Accounts Receivable Financing

Accounts Receivable Factoring is sometimes called “Invoice Factoring.” It refers to when a business sells unpaid invoices to an accounts receivable factoring company or a “Factor” for a discounted rate. It is now the job of the factoring company to collect the payment from your customer. Once the factoring company collects from the client, they pay the small business owner the remainder of the invoice amount, minus factoring fees. Invoice factoring loans are a solution for small business owners who experience a long lapse between when a service is rendered and when the invoice is paid. This type of financial transaction allows the business owner to receive payment on their accounts receivables sooner than they usually would have.

How it Works

When you sell your accounts receivable to a third-party factoring company, the discounted purchase price gets calculated using what’s known as a factor rate. Here’s an example. Let’s say you sold $20,000 of outstanding receivables. And let’s say the factor rate is 3%. The purchase price of your receivables would then be $20,000 less minus the factor rate.

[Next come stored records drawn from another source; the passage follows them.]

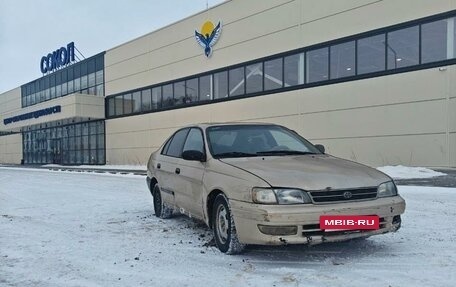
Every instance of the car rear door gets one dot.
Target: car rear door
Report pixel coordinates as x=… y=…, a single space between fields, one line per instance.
x=190 y=177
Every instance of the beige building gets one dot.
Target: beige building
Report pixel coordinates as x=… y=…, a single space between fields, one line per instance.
x=371 y=80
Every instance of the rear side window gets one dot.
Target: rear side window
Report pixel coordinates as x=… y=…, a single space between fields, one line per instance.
x=177 y=143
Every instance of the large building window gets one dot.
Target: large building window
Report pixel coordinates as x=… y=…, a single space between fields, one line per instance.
x=156 y=98
x=254 y=77
x=205 y=93
x=179 y=93
x=438 y=40
x=371 y=54
x=403 y=48
x=85 y=77
x=168 y=100
x=191 y=91
x=220 y=85
x=273 y=78
x=146 y=96
x=317 y=65
x=237 y=82
x=294 y=70
x=81 y=143
x=343 y=60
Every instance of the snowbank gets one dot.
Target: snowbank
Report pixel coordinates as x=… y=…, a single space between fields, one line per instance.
x=407 y=172
x=119 y=167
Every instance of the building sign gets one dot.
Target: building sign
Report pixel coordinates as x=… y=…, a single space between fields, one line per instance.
x=208 y=36
x=33 y=115
x=59 y=58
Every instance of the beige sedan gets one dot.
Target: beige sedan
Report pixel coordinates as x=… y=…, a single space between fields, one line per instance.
x=264 y=184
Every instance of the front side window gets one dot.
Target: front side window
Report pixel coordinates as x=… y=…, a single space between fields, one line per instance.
x=177 y=143
x=256 y=140
x=194 y=141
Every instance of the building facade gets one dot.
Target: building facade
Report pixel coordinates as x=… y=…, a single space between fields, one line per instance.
x=371 y=80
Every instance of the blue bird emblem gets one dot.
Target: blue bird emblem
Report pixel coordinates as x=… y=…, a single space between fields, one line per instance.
x=208 y=36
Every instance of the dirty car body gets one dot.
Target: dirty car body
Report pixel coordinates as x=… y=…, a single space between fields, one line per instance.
x=264 y=184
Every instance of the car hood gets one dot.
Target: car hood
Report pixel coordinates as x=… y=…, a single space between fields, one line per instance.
x=310 y=172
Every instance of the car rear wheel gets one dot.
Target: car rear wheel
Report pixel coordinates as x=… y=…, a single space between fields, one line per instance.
x=161 y=210
x=223 y=226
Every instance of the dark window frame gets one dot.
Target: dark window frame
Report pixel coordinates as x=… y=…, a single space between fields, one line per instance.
x=329 y=81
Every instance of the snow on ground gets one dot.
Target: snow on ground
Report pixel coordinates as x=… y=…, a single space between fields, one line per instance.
x=407 y=172
x=75 y=229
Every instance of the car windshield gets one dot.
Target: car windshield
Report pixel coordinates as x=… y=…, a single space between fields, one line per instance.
x=256 y=140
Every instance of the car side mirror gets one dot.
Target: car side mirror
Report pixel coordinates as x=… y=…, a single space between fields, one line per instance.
x=194 y=155
x=320 y=147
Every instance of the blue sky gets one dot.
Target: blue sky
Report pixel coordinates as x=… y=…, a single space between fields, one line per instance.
x=31 y=29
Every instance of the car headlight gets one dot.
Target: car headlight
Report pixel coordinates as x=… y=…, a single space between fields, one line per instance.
x=386 y=189
x=280 y=196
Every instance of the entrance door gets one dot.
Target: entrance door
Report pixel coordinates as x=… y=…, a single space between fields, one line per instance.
x=57 y=151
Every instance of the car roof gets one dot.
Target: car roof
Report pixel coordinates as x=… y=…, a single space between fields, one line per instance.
x=206 y=125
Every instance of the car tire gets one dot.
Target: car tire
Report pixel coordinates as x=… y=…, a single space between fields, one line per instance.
x=224 y=229
x=161 y=210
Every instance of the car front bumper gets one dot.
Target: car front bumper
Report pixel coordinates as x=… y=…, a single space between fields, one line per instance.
x=306 y=217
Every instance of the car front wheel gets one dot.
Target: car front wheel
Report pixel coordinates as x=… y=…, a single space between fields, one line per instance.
x=161 y=210
x=224 y=229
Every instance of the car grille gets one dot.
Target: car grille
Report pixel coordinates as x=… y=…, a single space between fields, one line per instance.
x=343 y=195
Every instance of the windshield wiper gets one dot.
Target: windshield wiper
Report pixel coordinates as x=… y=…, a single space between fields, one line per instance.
x=285 y=152
x=234 y=154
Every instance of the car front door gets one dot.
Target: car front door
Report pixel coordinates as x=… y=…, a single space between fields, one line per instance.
x=167 y=167
x=190 y=177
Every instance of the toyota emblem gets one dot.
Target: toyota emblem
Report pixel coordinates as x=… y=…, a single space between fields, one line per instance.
x=347 y=195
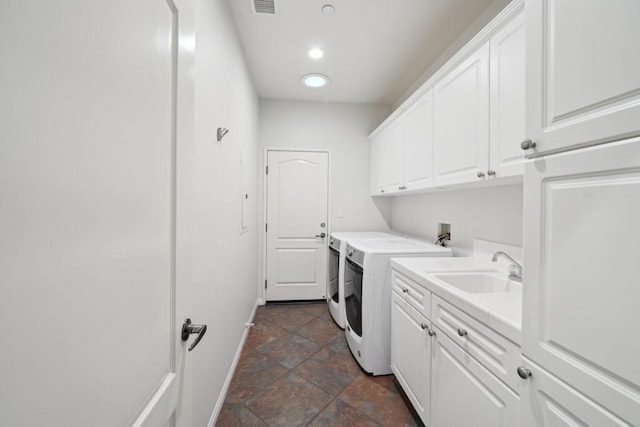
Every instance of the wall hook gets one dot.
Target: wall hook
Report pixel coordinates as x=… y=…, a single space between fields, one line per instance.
x=221 y=133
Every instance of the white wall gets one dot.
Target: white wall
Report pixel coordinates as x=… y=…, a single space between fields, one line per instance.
x=481 y=213
x=225 y=261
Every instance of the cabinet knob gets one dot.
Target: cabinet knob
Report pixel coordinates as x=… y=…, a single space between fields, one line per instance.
x=523 y=372
x=527 y=144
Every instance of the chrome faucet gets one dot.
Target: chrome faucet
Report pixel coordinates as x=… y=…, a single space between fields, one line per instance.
x=515 y=269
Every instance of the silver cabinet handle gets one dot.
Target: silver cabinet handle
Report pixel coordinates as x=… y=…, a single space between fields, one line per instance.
x=527 y=144
x=189 y=328
x=524 y=373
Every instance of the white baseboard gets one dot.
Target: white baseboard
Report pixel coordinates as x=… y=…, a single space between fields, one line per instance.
x=232 y=369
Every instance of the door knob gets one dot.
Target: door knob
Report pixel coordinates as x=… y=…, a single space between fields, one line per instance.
x=527 y=144
x=189 y=328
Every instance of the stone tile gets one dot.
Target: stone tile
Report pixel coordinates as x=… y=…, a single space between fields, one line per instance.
x=234 y=413
x=339 y=414
x=255 y=372
x=339 y=345
x=320 y=331
x=329 y=370
x=263 y=333
x=289 y=401
x=374 y=398
x=290 y=350
x=292 y=319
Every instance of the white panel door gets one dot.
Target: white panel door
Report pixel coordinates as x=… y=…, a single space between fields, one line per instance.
x=583 y=72
x=461 y=122
x=297 y=199
x=506 y=99
x=418 y=143
x=411 y=354
x=580 y=316
x=87 y=218
x=464 y=393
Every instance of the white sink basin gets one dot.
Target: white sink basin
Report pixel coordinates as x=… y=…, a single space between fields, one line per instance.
x=480 y=283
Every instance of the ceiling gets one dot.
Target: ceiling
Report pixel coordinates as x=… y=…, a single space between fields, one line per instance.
x=374 y=50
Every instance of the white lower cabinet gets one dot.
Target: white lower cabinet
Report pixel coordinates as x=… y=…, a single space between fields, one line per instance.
x=450 y=383
x=464 y=393
x=411 y=360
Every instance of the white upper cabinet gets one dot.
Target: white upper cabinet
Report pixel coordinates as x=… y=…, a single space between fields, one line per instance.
x=583 y=72
x=418 y=139
x=377 y=152
x=580 y=311
x=506 y=99
x=393 y=158
x=461 y=121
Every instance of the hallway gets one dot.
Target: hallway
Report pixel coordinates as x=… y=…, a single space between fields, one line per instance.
x=296 y=370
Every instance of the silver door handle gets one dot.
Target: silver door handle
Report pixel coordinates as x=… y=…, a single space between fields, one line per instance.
x=189 y=328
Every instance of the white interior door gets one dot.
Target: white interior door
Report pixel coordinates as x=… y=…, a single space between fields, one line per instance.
x=297 y=230
x=87 y=189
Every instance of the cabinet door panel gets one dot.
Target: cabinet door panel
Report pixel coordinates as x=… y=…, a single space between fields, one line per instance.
x=461 y=121
x=418 y=139
x=580 y=316
x=411 y=353
x=547 y=401
x=507 y=101
x=464 y=393
x=583 y=71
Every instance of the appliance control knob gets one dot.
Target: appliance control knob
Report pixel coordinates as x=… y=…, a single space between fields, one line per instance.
x=523 y=372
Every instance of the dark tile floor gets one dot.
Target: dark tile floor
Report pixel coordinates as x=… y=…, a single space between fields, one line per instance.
x=296 y=370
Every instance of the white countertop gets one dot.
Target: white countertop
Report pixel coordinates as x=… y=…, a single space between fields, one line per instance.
x=501 y=311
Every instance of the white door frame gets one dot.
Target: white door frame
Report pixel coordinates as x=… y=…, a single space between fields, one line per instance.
x=262 y=296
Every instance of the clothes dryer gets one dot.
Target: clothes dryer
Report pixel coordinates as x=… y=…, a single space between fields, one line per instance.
x=367 y=291
x=335 y=269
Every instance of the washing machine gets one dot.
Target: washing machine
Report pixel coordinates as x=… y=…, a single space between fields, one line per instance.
x=335 y=269
x=367 y=292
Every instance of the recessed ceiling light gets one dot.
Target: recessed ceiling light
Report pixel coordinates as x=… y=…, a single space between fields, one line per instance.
x=328 y=9
x=316 y=53
x=315 y=80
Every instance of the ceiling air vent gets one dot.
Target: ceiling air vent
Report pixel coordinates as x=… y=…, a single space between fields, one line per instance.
x=264 y=6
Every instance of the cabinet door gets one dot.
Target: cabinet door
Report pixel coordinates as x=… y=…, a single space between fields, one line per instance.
x=506 y=103
x=547 y=401
x=411 y=353
x=464 y=393
x=583 y=72
x=418 y=140
x=393 y=158
x=461 y=122
x=580 y=312
x=377 y=180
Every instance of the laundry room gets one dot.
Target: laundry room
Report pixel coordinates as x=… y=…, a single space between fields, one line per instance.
x=319 y=212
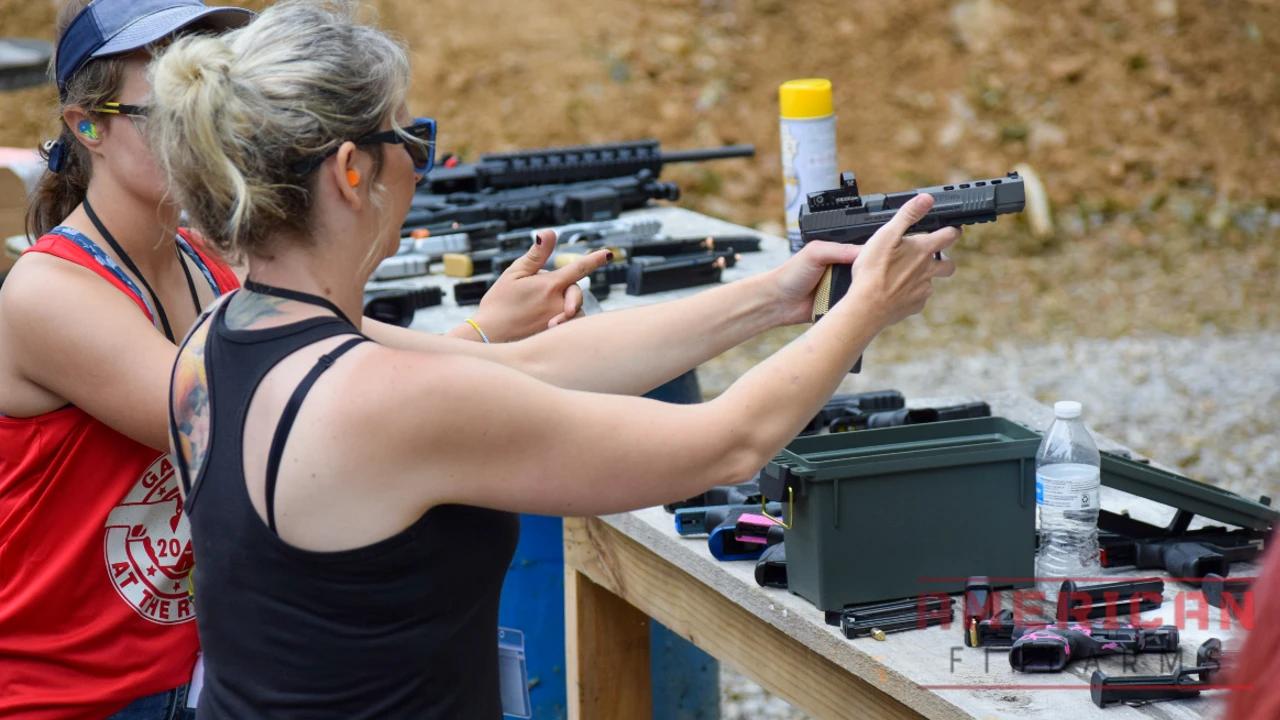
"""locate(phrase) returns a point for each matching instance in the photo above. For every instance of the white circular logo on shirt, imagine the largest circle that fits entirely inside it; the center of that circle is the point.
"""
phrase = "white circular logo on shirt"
(149, 554)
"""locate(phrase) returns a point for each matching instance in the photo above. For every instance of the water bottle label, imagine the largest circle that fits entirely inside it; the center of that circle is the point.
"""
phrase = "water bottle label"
(808, 165)
(1068, 487)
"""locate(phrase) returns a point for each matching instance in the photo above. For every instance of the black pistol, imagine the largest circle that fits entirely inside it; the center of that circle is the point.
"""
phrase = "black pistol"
(844, 215)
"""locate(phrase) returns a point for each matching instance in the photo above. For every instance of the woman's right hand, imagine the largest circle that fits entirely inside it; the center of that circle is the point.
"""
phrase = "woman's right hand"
(894, 273)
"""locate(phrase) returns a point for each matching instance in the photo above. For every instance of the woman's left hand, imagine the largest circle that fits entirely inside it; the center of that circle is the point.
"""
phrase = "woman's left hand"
(525, 300)
(798, 278)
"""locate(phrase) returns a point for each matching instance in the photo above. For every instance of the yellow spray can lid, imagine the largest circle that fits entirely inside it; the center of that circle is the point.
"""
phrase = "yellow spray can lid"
(808, 98)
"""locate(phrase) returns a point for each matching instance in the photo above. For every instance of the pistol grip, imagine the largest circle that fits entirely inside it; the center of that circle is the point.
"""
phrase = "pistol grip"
(833, 286)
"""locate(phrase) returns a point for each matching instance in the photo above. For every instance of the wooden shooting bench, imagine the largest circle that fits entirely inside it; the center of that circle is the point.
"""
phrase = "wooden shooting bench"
(621, 570)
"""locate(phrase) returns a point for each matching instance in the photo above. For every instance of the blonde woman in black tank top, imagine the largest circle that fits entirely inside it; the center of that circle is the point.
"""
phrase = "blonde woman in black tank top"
(351, 501)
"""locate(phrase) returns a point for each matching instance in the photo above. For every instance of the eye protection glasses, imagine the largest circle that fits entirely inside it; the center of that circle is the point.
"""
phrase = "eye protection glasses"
(420, 146)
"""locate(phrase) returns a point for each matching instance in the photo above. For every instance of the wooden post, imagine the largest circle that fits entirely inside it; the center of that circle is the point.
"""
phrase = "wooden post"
(606, 651)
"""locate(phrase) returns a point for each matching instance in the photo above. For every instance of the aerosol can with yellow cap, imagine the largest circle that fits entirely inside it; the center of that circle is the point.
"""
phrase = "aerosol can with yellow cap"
(808, 130)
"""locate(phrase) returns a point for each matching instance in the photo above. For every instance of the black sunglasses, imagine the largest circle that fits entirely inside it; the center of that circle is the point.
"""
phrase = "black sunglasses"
(423, 151)
(122, 109)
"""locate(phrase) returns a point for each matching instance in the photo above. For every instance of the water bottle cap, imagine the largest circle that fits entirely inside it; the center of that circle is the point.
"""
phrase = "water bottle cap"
(807, 98)
(1066, 409)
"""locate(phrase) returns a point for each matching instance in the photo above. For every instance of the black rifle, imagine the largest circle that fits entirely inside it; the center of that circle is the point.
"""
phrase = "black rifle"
(909, 417)
(1188, 557)
(844, 215)
(397, 305)
(1050, 648)
(1142, 689)
(583, 163)
(679, 272)
(540, 205)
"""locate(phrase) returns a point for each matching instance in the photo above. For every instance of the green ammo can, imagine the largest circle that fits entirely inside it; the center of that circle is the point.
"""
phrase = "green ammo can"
(905, 511)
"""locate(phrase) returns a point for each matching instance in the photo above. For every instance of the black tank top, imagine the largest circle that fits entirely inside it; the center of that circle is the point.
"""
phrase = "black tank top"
(401, 628)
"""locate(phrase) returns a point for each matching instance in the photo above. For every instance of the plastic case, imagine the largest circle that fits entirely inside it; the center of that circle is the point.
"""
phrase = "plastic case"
(910, 510)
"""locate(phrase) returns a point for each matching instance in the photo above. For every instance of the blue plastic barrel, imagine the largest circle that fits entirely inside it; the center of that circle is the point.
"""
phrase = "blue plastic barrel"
(685, 679)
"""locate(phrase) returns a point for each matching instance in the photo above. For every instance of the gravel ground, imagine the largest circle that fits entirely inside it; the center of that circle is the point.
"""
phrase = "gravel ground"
(1208, 405)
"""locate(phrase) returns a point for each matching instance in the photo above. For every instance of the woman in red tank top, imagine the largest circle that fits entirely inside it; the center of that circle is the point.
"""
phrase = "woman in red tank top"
(95, 551)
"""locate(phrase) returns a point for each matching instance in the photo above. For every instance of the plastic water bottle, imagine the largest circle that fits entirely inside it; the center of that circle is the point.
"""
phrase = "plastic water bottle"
(808, 131)
(1068, 475)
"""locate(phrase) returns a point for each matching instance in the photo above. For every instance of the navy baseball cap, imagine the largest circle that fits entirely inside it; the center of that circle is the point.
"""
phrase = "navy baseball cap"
(112, 27)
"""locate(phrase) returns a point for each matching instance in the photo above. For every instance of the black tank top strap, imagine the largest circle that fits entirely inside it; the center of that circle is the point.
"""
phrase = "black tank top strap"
(289, 415)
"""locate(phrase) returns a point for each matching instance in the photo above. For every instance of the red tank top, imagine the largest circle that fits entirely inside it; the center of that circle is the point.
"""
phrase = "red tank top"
(95, 551)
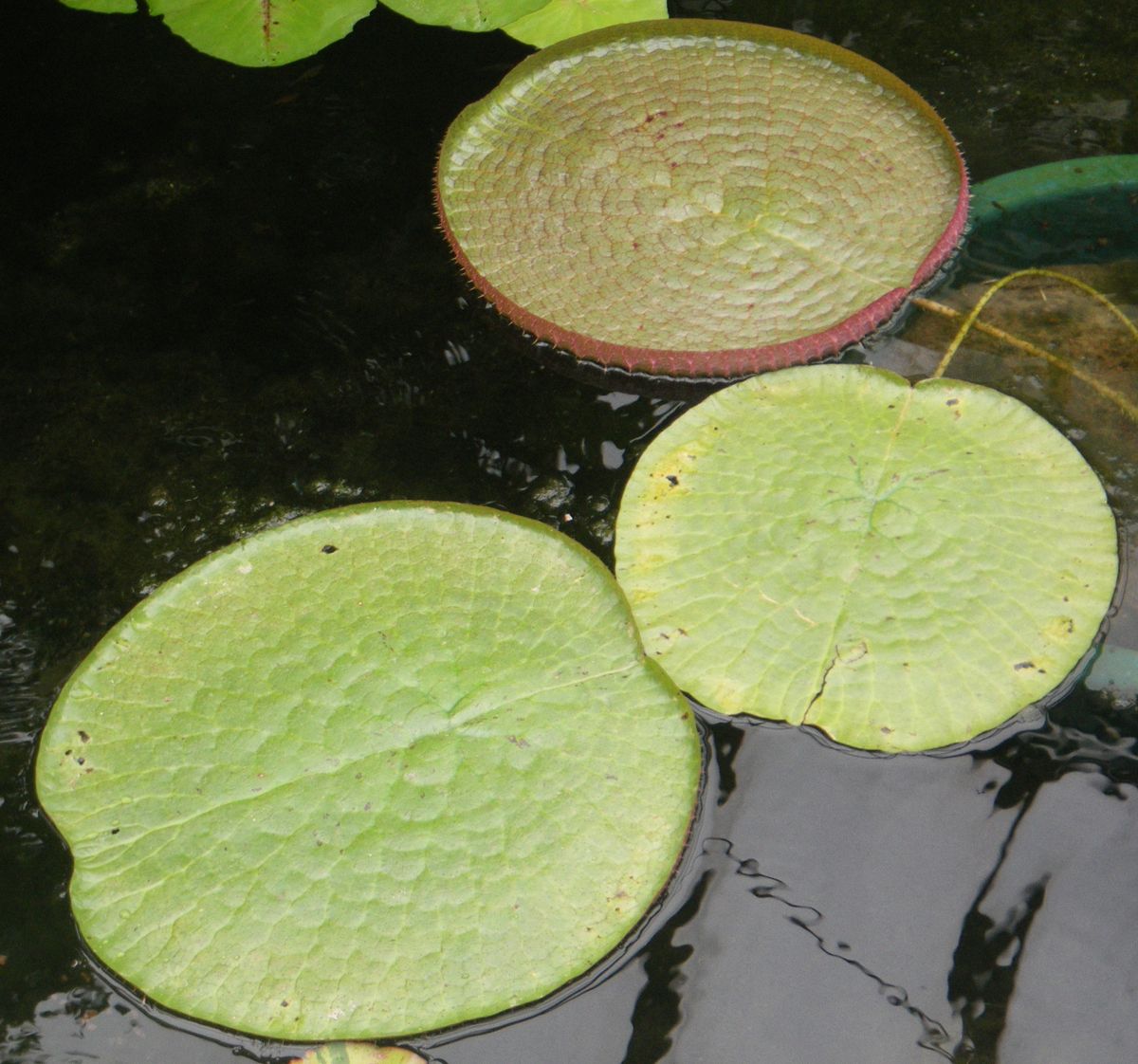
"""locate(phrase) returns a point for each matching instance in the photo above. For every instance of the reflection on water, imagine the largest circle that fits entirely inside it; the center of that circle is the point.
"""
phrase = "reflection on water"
(232, 307)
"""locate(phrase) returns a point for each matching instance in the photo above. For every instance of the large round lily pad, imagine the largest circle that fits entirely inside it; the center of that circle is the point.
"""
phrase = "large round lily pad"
(700, 198)
(902, 567)
(374, 772)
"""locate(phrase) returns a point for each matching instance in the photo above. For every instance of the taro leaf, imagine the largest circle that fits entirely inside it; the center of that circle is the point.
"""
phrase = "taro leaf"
(273, 32)
(373, 772)
(563, 18)
(261, 32)
(476, 15)
(700, 198)
(902, 567)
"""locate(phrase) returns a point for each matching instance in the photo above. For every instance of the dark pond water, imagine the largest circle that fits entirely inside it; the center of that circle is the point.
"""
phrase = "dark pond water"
(226, 303)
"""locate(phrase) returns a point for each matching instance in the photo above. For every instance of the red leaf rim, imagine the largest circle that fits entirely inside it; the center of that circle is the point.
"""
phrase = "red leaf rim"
(734, 361)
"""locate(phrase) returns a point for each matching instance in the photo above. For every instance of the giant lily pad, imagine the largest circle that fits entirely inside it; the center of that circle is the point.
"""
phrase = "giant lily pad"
(374, 772)
(900, 567)
(700, 198)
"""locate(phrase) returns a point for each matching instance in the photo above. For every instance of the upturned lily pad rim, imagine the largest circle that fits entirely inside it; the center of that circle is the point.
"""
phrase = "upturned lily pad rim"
(734, 362)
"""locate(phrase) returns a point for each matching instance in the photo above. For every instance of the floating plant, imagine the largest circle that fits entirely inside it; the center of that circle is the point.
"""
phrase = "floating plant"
(700, 198)
(903, 567)
(374, 772)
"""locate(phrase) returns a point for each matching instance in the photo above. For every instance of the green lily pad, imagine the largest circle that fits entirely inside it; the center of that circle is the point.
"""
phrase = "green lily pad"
(563, 18)
(700, 198)
(903, 567)
(370, 773)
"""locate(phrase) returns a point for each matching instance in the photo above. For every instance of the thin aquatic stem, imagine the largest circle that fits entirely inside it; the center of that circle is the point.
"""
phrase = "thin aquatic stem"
(972, 321)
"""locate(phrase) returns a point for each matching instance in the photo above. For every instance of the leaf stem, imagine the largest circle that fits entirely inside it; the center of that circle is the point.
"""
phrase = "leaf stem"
(971, 320)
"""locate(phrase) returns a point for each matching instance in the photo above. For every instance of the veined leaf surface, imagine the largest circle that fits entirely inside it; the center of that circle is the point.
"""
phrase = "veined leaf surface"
(374, 772)
(700, 198)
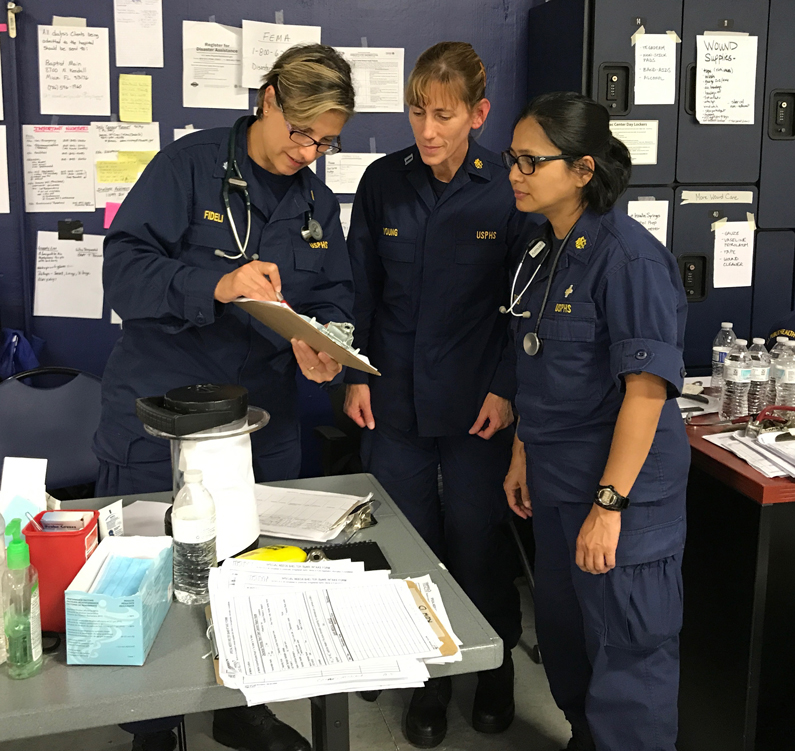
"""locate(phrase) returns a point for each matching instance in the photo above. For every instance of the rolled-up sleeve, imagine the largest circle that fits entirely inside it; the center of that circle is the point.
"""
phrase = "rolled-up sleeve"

So, you’d receive 97% of $20,000. This means the factor company would buy your receivables for $19,400. However, this does not mean you would receive $19,400 immediately. Instead, you’re more likely to receive an upfront advance. For example, let’s use 85% of the purchase price. So, you would receive $16,490 now. And then, once the factor collects on your receivables, you’ll receive the remaining 15% (that works out to $2,910) of the purchase price of your receivables. If it takes longer than 1 month to collect your invoices, you may be charged an additional 3% per month until the invoices are paid.